As a construction business owner, you most likely understand the various tasks necessary to run a safe, effective, and prosperous company. Unfortunately, you may not be placing enough emphasis on cleaning and preventing accidents on your job site. Considering an estimated 4,101 workers died in 2013 with 20.2 percent of these fatalities being in the construction industry, ensuring your job site is safe and clean is imperative. If you are currently managing a renovation project, prevent life-threatening injuries and expensive accidents by protecting your contractors and job site. Using this guide, your construction site will be clean and safe.
Renovating one or more parts of a home or building an addition is a smart investment for homeowners, but the process can be overwhelming for your company without proper planning. While preparing the job site helps the project run more efficiently, it is also important for keeping the space clean and safe. Scattered, misplaced waste and debris increases the risk of accidents, so preparing the job site before beginning demolition is beneficial.

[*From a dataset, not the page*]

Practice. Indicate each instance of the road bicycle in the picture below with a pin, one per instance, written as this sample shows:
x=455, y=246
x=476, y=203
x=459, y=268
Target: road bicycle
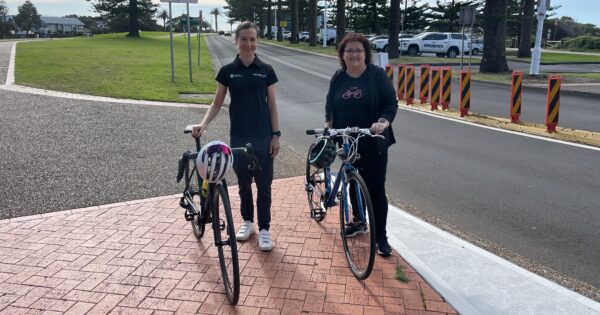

During the initial consultation with your homeowner, determine the amount of time your team will need for demolition. In addition, design a plan of action for removing the rubble from the job site. If you are remodeling a bathroom or kitchen, you may need to remove cabinets and floor. Demolition of this magnitude will create a great deal of waste, so consider renting one or more dumpsters. Be sure to add this extra cost into the quote for your homeowner. Continue here for additional reading on rental dumpsters.
The majority of home renovations will require power tools and equipment, hazardous chemicals, and strenuous activity. While necessary for getting the job done, these requirements can be dangerous to your contractors without the proper safety gear. To prevent accidents and injuries, be sure your workers have access to the following:
- Safety Goggles – Cutting wood, glass, or tile, spraying insulation or paint, or operating an excavator causes fine debris to float into worker's eyes. Safety goggles will block debris and toxic fumes from the eyes, preventing irritation.
- Steel Toe Boots – Be sure your contractors wear steel toe boots, also. These boots will protect their feet from heavy items that may damage their feet and toes. Also, the boots will protect the bottom of your worker's feet from misplaced nails and screws.
- Construction Helmet – Your contractors should also wear a simple construction helmet to prevent injuries to their head.
- Work Gloves – Durable work gloves should be worn at all times, as well. Gloves will protect your contractor's hands from strenuous work, reducing the risk of cuts, infections, and pain.
Your customer will most likely not allow contractors to use their personal spaces for rest, taking breaks, or using the bathroom, but your workers will need proper facilities for their own well-being.
In most cases, contractors will leave the jobsite for lunch breaks. However, leaving for a quick break or to use the restroom can become time consuming.
To ensure your contractors remain productive, designate an area outside for breaks. Allow your workers to bring a few chairs or provide them with a folding picnic table to place in this area only. A popup tent or canopy is also wise during the heated months of summer.
In addition to a space for their breaks, a specific number of toilet facilities are legally necessary, as well. One porta-potty is sufficient for up to 15 contractors, but a minimum of 2 toilets are needed on your site for 16 to 35 workers. For long-term renovations, consider hiring a cleaning service for your portable toilets.
Following all of the rules and regulations in the construction business can be challenging, but keeping your job site and employees safe does not have to be overwhelming. With these 3 must-haves, your home renovation job site will be clean, safe, and productive.